CHILDREN, POWER AND SCHOOLING: How Childhood Is Structured in the Primary School
Posted on: Tuesday, 5 July 2005, 12:01 CDT
CHILDREN, POWER AND SCHOOLING: How Childhood Is Structured in the Primary School. ISBN 1-85856-271-6. Dympna Devine. Stroke-on-Trent, Staffordshire, England: Trentham Books Limited, 2003. The set-up of schools inherently puts adults in a position of power over children, raising concerns about how this relationship influences children's views of themselves. The report reviewed here resulted from the 1989 United Nations Convention on the Rights of the Child, which faulted adults who ignored the rights of young children to be heard.

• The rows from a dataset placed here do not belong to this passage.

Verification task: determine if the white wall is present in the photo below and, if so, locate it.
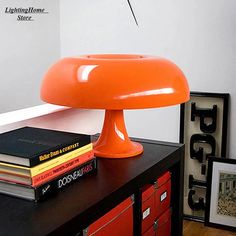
[60,0,236,157]
[0,0,60,113]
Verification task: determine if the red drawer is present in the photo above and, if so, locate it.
[155,171,171,218]
[142,184,156,233]
[142,171,171,233]
[83,197,133,236]
[142,208,171,236]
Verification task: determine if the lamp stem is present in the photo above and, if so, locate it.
[94,110,143,158]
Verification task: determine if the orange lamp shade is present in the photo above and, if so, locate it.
[41,54,189,158]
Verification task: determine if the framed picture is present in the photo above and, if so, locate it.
[180,92,229,222]
[205,157,236,231]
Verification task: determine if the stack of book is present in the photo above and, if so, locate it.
[0,127,96,201]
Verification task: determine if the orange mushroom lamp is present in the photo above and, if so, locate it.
[41,54,189,158]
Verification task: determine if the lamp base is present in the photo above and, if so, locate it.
[94,110,143,158]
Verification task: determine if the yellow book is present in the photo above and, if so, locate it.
[0,143,93,177]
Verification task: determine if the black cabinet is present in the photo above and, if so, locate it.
[0,139,184,236]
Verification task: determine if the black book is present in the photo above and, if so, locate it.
[0,158,97,202]
[0,127,91,167]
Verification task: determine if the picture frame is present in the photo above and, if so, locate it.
[205,157,236,231]
[179,91,229,222]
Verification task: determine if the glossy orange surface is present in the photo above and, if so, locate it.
[41,54,189,158]
[94,110,143,158]
[41,54,189,110]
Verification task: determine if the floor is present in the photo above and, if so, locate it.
[183,220,236,236]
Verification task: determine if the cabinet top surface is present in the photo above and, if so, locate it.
[0,139,183,235]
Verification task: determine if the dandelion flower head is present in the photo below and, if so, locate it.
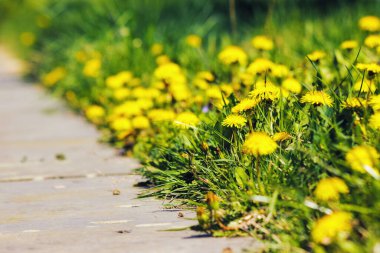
[222,114,247,128]
[174,112,199,128]
[340,40,359,50]
[231,98,260,113]
[311,211,352,245]
[300,91,333,107]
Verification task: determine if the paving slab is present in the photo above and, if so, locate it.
[0,50,258,253]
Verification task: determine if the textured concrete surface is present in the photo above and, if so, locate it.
[0,50,254,253]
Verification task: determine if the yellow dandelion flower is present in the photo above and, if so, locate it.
[239,72,254,86]
[148,109,176,121]
[251,35,273,51]
[281,78,302,94]
[195,71,215,82]
[220,83,234,97]
[212,99,230,110]
[222,114,247,128]
[110,117,132,132]
[342,98,367,108]
[272,132,292,141]
[112,101,142,117]
[369,112,380,130]
[150,43,164,56]
[106,71,133,89]
[113,88,131,101]
[186,34,202,48]
[83,58,102,78]
[127,77,141,87]
[132,87,161,99]
[249,80,282,101]
[352,79,376,93]
[346,145,380,173]
[314,177,349,201]
[193,78,210,90]
[368,95,380,111]
[247,58,274,75]
[84,105,106,124]
[20,32,36,47]
[156,55,172,66]
[174,112,199,128]
[307,50,326,62]
[364,34,380,48]
[42,67,66,87]
[231,98,260,113]
[243,132,278,156]
[218,46,248,66]
[359,16,380,32]
[132,116,150,129]
[74,51,87,63]
[136,98,154,110]
[300,91,333,107]
[170,83,192,101]
[311,212,352,245]
[340,40,359,50]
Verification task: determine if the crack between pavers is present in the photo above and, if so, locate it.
[0,173,138,183]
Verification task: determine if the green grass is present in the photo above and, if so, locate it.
[0,0,380,252]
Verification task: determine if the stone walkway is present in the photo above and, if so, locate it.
[0,50,254,253]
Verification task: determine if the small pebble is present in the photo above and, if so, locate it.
[222,247,234,253]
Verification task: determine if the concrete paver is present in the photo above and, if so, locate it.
[0,48,255,253]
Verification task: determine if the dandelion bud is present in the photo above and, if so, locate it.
[197,206,209,228]
[206,192,219,210]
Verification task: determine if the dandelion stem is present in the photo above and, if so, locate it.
[229,0,237,35]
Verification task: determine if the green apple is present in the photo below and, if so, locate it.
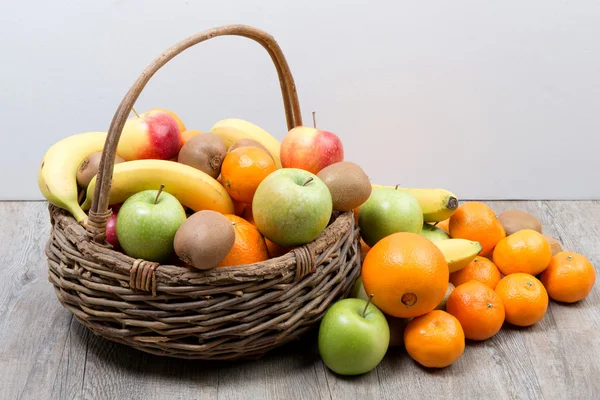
[420,223,450,243]
[252,168,333,247]
[318,298,390,375]
[117,186,186,262]
[358,188,423,247]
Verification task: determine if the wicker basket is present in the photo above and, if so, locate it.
[46,25,360,359]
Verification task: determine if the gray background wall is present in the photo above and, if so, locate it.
[0,0,600,199]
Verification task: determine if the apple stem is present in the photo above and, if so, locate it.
[154,185,165,204]
[363,293,374,318]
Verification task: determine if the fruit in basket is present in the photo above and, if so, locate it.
[373,185,458,222]
[318,299,390,375]
[498,210,542,236]
[317,161,372,211]
[446,281,505,340]
[540,251,596,303]
[77,151,125,189]
[147,108,187,132]
[117,110,182,161]
[435,239,481,272]
[218,214,269,267]
[180,130,202,145]
[280,126,344,174]
[449,201,506,256]
[361,233,449,318]
[496,273,548,326]
[82,160,233,214]
[177,133,227,179]
[404,310,465,368]
[493,229,552,275]
[210,118,281,168]
[38,132,118,222]
[420,222,450,243]
[173,210,236,269]
[358,188,423,247]
[450,257,502,289]
[221,147,277,204]
[251,168,332,247]
[227,138,275,161]
[117,186,186,262]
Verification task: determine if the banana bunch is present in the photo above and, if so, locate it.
[38,132,107,222]
[81,160,234,214]
[372,185,458,222]
[210,118,281,168]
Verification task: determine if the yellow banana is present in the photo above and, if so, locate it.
[210,118,281,168]
[434,239,481,272]
[38,132,106,222]
[81,160,234,214]
[372,185,458,222]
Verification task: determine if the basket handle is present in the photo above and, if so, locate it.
[86,25,302,243]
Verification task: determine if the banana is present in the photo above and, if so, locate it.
[38,132,106,222]
[434,239,481,272]
[372,185,458,222]
[210,118,281,168]
[81,160,234,214]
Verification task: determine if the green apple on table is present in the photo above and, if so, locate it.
[117,185,186,262]
[252,168,333,247]
[358,188,423,247]
[318,298,390,375]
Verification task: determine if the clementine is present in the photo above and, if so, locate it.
[404,310,465,368]
[448,201,506,256]
[496,272,548,326]
[450,257,502,289]
[362,232,449,318]
[540,251,596,303]
[221,147,277,203]
[218,214,269,267]
[446,281,505,340]
[494,229,552,275]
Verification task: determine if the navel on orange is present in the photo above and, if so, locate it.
[362,232,449,318]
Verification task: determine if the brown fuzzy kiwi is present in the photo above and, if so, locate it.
[177,133,227,179]
[227,138,275,160]
[77,151,125,189]
[317,161,373,211]
[173,210,235,269]
[498,210,542,236]
[544,235,562,256]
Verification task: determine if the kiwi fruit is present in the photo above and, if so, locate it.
[77,151,125,189]
[177,133,227,179]
[317,161,373,211]
[173,210,235,269]
[498,210,542,236]
[227,138,275,161]
[544,235,563,257]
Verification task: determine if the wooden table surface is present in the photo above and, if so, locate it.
[0,201,600,400]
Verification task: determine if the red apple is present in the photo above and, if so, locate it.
[117,110,183,161]
[280,126,344,174]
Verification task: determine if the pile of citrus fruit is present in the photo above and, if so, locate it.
[319,202,596,374]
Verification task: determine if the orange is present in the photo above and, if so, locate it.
[494,229,552,275]
[450,201,506,256]
[446,281,504,340]
[450,257,502,289]
[221,147,277,203]
[496,272,548,326]
[540,251,596,303]
[404,310,465,368]
[362,232,449,318]
[219,214,269,267]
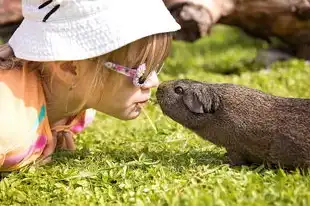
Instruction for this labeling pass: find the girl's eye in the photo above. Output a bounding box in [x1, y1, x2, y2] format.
[139, 77, 145, 84]
[174, 87, 184, 94]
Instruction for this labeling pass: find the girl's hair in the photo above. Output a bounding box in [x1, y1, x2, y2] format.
[92, 33, 172, 89]
[0, 33, 172, 112]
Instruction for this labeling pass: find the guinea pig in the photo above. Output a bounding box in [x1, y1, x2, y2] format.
[156, 79, 310, 168]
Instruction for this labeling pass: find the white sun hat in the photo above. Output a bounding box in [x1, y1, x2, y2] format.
[9, 0, 180, 61]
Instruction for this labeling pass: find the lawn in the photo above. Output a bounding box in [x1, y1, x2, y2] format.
[0, 26, 310, 206]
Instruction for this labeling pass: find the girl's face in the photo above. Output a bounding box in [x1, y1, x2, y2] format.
[76, 61, 159, 120]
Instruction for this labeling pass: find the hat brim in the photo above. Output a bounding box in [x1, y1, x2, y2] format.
[9, 1, 180, 61]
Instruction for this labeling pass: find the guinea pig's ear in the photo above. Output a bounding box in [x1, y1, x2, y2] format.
[183, 92, 204, 114]
[199, 87, 220, 113]
[183, 88, 220, 114]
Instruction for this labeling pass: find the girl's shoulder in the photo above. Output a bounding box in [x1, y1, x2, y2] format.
[0, 68, 51, 169]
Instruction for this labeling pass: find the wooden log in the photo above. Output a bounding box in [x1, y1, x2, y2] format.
[164, 0, 310, 60]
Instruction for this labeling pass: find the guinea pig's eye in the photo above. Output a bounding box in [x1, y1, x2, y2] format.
[174, 87, 184, 94]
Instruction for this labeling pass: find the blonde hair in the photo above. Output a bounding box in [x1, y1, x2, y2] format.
[93, 33, 172, 89]
[0, 33, 172, 113]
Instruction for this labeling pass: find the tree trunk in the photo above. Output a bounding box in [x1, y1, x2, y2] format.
[164, 0, 310, 60]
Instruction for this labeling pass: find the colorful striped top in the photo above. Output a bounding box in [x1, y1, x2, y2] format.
[0, 64, 95, 171]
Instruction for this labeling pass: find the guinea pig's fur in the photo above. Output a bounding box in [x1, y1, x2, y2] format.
[156, 79, 310, 168]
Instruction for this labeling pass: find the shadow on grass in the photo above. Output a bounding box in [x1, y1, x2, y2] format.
[53, 148, 227, 171]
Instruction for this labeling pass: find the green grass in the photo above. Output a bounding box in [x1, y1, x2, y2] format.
[0, 27, 310, 206]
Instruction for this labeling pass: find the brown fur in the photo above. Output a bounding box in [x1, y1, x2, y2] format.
[156, 80, 310, 168]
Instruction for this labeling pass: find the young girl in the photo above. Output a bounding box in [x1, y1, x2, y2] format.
[0, 0, 180, 171]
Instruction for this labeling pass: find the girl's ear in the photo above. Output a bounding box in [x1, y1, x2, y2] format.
[51, 61, 79, 84]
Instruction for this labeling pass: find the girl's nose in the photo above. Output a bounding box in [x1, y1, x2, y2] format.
[142, 71, 159, 89]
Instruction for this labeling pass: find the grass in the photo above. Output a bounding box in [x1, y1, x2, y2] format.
[0, 26, 310, 206]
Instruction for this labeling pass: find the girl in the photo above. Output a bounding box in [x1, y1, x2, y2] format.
[0, 0, 180, 171]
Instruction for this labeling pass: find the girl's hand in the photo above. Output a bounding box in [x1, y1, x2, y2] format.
[56, 131, 76, 151]
[40, 131, 76, 164]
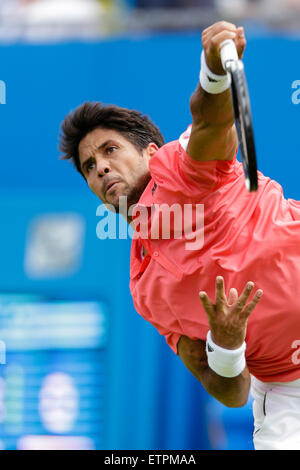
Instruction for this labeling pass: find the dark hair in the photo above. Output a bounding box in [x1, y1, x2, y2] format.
[59, 102, 164, 174]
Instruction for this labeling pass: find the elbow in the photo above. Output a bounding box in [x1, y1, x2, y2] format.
[221, 397, 248, 408]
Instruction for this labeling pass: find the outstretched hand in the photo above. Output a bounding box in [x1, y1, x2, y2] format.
[202, 21, 246, 75]
[199, 276, 263, 349]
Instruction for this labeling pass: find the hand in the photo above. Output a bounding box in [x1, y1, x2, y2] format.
[199, 276, 263, 349]
[202, 21, 246, 75]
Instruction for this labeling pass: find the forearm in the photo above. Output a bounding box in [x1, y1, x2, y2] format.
[190, 83, 234, 129]
[199, 367, 251, 407]
[177, 336, 250, 407]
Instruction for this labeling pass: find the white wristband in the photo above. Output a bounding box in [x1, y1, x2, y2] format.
[199, 51, 231, 95]
[206, 331, 246, 377]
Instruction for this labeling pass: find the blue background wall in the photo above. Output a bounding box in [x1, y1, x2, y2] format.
[0, 34, 300, 449]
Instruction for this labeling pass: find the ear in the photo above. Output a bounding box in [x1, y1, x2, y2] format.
[145, 142, 158, 158]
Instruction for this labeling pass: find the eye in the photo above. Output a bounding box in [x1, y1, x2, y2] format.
[85, 162, 95, 173]
[106, 145, 117, 155]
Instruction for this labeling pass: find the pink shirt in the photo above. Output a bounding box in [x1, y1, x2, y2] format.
[130, 126, 300, 382]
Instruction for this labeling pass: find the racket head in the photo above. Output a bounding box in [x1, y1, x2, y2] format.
[229, 60, 258, 191]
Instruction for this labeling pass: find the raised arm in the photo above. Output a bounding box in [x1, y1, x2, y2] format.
[178, 278, 262, 407]
[187, 21, 246, 161]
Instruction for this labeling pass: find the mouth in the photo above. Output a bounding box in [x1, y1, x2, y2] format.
[105, 181, 119, 194]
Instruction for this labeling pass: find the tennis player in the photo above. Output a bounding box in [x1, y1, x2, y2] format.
[61, 22, 300, 449]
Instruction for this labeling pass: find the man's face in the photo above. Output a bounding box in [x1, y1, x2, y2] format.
[79, 128, 158, 211]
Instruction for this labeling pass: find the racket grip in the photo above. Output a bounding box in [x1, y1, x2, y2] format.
[220, 39, 239, 72]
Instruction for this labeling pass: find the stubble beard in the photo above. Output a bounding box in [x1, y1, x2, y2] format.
[114, 172, 151, 214]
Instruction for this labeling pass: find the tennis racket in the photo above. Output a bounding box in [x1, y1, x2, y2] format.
[220, 39, 258, 191]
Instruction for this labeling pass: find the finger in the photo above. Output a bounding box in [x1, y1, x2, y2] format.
[227, 287, 239, 306]
[216, 276, 227, 310]
[202, 21, 237, 35]
[210, 31, 236, 55]
[235, 27, 247, 59]
[233, 281, 254, 314]
[199, 291, 215, 318]
[202, 25, 237, 49]
[242, 289, 263, 320]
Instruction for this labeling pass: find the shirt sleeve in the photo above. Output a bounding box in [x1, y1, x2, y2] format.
[178, 125, 241, 190]
[149, 126, 243, 198]
[164, 332, 182, 354]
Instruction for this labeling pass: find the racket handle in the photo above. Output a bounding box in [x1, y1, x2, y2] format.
[220, 39, 239, 72]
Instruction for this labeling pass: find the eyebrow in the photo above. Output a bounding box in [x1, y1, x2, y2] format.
[81, 139, 113, 170]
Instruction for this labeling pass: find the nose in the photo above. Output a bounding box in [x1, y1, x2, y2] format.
[97, 159, 111, 178]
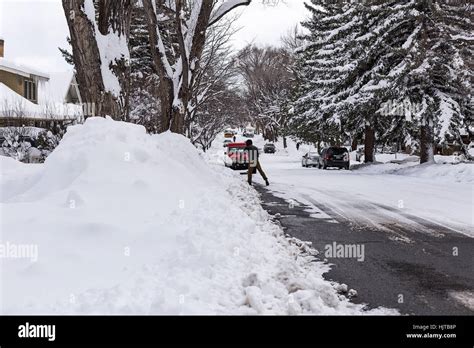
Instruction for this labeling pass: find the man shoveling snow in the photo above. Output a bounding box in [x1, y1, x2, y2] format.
[245, 140, 270, 186]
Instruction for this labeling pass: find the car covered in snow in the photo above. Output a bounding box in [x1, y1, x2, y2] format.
[263, 143, 276, 153]
[318, 147, 351, 170]
[225, 143, 254, 170]
[301, 152, 319, 168]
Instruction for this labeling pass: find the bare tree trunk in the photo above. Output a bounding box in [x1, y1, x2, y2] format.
[63, 0, 105, 118]
[62, 0, 131, 119]
[420, 123, 435, 164]
[365, 126, 375, 163]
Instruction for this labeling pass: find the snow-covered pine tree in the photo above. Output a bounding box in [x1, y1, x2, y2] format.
[129, 1, 161, 133]
[293, 0, 472, 162]
[400, 0, 473, 163]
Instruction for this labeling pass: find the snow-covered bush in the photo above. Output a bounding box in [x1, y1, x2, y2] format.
[2, 127, 32, 162]
[35, 130, 64, 160]
[1, 126, 65, 163]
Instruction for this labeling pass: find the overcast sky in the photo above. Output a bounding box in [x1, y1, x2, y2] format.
[0, 0, 307, 72]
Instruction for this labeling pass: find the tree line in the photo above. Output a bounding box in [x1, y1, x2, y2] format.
[288, 0, 474, 163]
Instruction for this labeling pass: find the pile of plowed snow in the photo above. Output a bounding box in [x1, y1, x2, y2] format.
[0, 118, 395, 314]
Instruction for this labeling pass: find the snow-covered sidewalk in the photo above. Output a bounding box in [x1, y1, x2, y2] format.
[0, 118, 396, 314]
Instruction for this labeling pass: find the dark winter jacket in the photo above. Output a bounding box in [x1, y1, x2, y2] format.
[245, 145, 260, 162]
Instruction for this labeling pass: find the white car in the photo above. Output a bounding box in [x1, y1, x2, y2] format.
[301, 152, 319, 168]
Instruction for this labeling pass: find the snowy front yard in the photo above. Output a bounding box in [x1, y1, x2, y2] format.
[0, 118, 395, 314]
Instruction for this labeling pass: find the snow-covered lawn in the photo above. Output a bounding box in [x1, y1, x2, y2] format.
[0, 118, 395, 314]
[246, 138, 474, 236]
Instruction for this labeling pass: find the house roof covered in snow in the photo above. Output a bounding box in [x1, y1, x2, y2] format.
[0, 57, 49, 79]
[0, 82, 82, 119]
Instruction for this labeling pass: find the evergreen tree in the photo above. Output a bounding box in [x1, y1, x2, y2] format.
[292, 0, 472, 162]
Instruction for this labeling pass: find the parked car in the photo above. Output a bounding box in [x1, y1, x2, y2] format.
[318, 147, 350, 170]
[263, 143, 276, 153]
[225, 143, 256, 170]
[301, 152, 319, 168]
[242, 131, 255, 138]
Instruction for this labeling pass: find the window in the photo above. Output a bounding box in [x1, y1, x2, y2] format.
[23, 80, 37, 102]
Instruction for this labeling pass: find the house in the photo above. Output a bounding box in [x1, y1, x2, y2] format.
[0, 38, 83, 129]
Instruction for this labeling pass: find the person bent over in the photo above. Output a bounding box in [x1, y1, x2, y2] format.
[245, 140, 270, 186]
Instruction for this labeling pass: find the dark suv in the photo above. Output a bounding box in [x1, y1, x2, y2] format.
[318, 147, 351, 170]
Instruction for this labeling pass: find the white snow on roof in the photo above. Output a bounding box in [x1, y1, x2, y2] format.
[0, 58, 49, 79]
[38, 70, 74, 104]
[0, 82, 82, 119]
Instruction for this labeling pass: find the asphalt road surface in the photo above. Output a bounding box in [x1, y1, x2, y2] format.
[256, 185, 474, 315]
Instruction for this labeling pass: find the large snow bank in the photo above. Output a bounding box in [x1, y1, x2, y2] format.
[357, 163, 474, 184]
[0, 118, 395, 314]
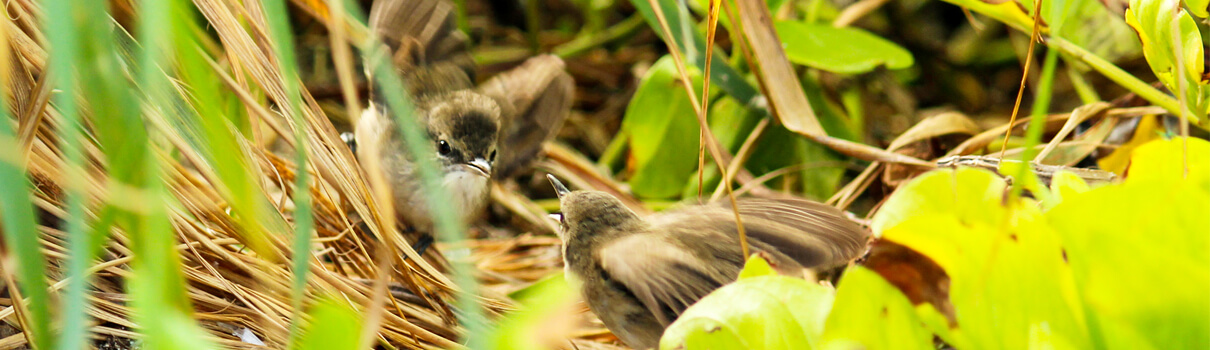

The book is written from the viewpoint of children and concerns such questions as, "What do these children think of school? Why do they think they go to school? What do they like and dislike about school? How would they change school?" The answers to questions concerning what is important and unimportant indicate the discrepancy between the perceptions of adults and children.
The report studied 133 Irish primary school students (ages 7 to 11) from three co-educational primary schools, representing working class, lower middle class, and affluent middle class children. Ireland has been concerned about school structure issues, as evidenced by their National Children's Strategy 2000.
Chapters are devoted to the child's perspective on the following topics: social relationships in schools, the power of the curriculum, pedagogical practices, evaluation, child/adult relations, and ideas about how to redistribute power in schools.
The author concludes, "The voices of children conveyed in this book indicate that what children want most from their schooling is to be taught clearly, to be treated fairly, and to be taken seriously by adults in school."
Although the book was published in Great Britain, it is available through Sterling Books in the United States for $17.99.